In 2010 Eric began work for the joint venture company, Brightstar Europe, the biggest supplier of mobile wireless devices in the world. Eric was the Business Development and Commercial Manager for Blackberry in Eastern Europe.
After having to return to New York earlier this year for a family matter, Eric had to put his job on hold. When he returned to London he decided to pursue an MBA at a school which would focus on entrepreneurship.
Eric was already living in London and had a working Visa so staying in London at Imperial College Business School made sense. “If I went back to the US it would probably have to be a two or three year degree. I was also looking at East Coast schools but they are too competitive, European schools have more of a corroborative nature.”
Eric has cherished his MBA year, “It has been a lot of work, two years worth of material in one.

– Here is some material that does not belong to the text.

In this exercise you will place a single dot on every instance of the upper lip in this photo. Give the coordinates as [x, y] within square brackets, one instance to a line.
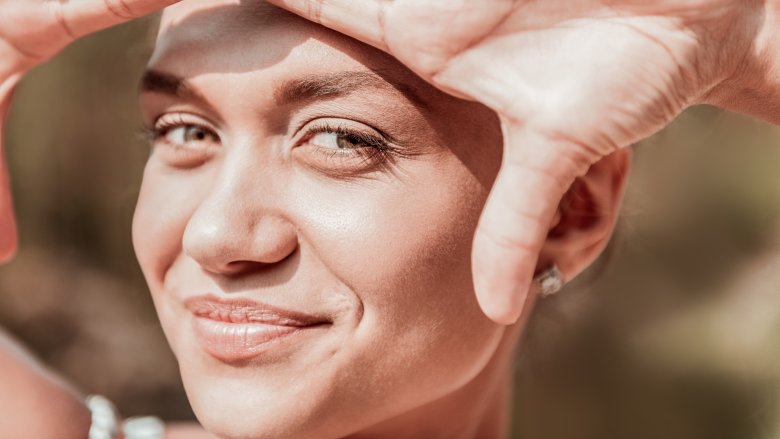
[242, 310]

Friends at US schools have accountancy courses over a period of two semesters where we do it in a month. There are always so many things to do in one day.”

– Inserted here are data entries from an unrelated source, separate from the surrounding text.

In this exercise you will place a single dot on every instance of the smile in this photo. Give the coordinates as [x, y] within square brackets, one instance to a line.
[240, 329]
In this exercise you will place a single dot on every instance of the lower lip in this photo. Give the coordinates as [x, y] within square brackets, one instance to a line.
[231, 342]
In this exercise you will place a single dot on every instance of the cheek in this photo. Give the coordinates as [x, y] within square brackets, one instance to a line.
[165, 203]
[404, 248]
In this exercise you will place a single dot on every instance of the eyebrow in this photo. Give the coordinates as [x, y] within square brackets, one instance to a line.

It wasn’t just Imperial’s impressive placing in the rankings that appealed to Eric, his father had attended Imperial in the 70s as a Masters student so had always heard about the school.

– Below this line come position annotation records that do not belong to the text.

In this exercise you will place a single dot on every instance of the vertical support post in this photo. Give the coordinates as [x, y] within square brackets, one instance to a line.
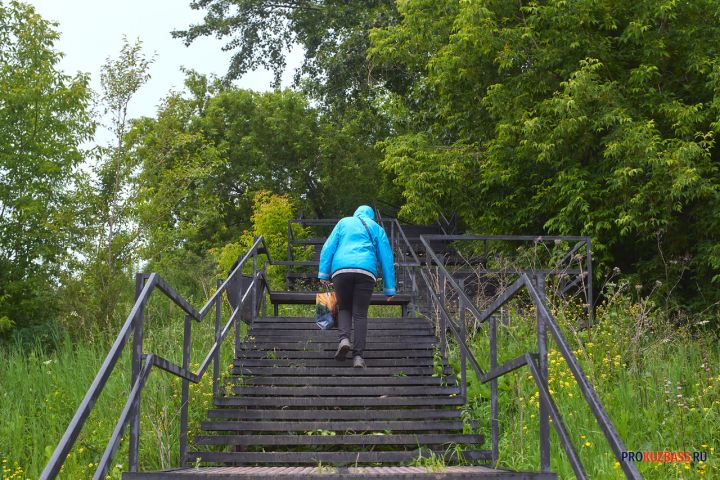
[253, 303]
[290, 253]
[414, 294]
[463, 337]
[543, 368]
[494, 413]
[263, 300]
[134, 441]
[392, 234]
[216, 359]
[185, 392]
[443, 325]
[590, 300]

Imperial College Business School has provided Eric with a framework of quantitative knowledge, “when you have such a sales-focused work history like mine you need to develop you knowledge of quants. Even though I had a background in economics I knew it was something I needed to work on.”
The MBA is important to Eric as it is a pre-requisite for so many jobs these days and also for the network it offers. One side of Imperial that Eric has been most involved in is the Private Equity & Venture Capital club, one of the largest of its kind in a business school. “We bring in top notch VCs from all over town, try and hook up some internships and it provides a brilliant new network.”
One goal Eric has is to be an ambassador for the school, “I would love to help bring students to the school. I met a nice ambassador last year who gave me a straight perspective on the MBA; this made the difference between me choosing Imperial over another business school. As Imperial are targeting a lot of American schools I will be able to relate to both equally.”
Eric has been well and truly won over by the European business school system; “It depends where you want to stay after you graduate, I can see a trend towards one year degrees as two years are just too long. US degrees also emphasise younger students where in Europe it is closer to the 30 year old mark, I find the quality of discussions is so high as well all have at least five years of career experience.”
For his post-MBA job Eric wants to stay in the commercial world in a business development role, whether he returns to telecoms remains to be seen and he says there is a possibility he may set up his own company. Clearly the entrepreneurial spirit of Imperial has rubbed off!